E’ quanto successe a Salamina dove, si disse in seguito, i rematori salvarono la Grecia. Per questo,
Salamina divenne il simbolo della vittoria del popolo e della democrazia.
politike techne e nautike techne
Popolo e flotta:
“E’ il popolo che fa muovere le navi e conferisce forza alla città” leggiamo nelle prime battute
dell’Athenaion Politeia e più avanti si sostiene che gli Ateniesi imparano a manovrare i remi e a
navigare in poco tempo come fosse una vocazione naturale.
L’Anonimo Oligarca sembra considerare la democrazia come l’espressione politica della talassocrazia
ateniese che si manifesta attraverso il dominio commerciale e militare sul mare: poiché alla base della
talassocrazia, cioè della potenza e della ricchezza della città, c’è soprattutto l’elemento popolare, è
naturale che il demos crei un sistema politico funzionale alle sue caratteristiche ed ai suoi interessi.

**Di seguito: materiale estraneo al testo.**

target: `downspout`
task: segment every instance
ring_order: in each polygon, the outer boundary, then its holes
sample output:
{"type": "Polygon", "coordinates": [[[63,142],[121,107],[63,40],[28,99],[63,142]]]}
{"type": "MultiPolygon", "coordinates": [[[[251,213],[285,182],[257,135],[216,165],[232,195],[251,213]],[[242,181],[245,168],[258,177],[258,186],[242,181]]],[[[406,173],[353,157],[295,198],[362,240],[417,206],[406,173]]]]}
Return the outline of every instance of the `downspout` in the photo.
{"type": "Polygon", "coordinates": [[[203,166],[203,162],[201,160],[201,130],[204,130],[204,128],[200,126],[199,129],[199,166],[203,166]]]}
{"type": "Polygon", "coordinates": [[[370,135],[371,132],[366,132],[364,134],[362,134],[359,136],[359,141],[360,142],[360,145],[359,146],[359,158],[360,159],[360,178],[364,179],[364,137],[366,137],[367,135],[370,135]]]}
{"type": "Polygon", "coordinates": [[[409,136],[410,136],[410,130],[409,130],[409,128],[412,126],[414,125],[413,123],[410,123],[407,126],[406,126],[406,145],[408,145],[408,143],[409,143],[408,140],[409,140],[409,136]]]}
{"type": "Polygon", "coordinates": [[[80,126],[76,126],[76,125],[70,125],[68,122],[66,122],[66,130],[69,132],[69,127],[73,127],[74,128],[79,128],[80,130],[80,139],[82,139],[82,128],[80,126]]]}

Tanto alla base della democrazia come della talassocrazia, c’è la padronanza di una techne: la politike
techne e la nautike techne. Con techne i greci intendono la padronanza di una disciplina che si
acquisisce con la conoscenza, lo studio e l’esperienza. Il discorso sull’arte politica attraversa, ad
esempio, buona parte della riflessione platonica, a partire dalla questione principale della sua
insegnabilità, alla quale nel corso del tempo il Filosofo risponde non sempre alla stessa maniera .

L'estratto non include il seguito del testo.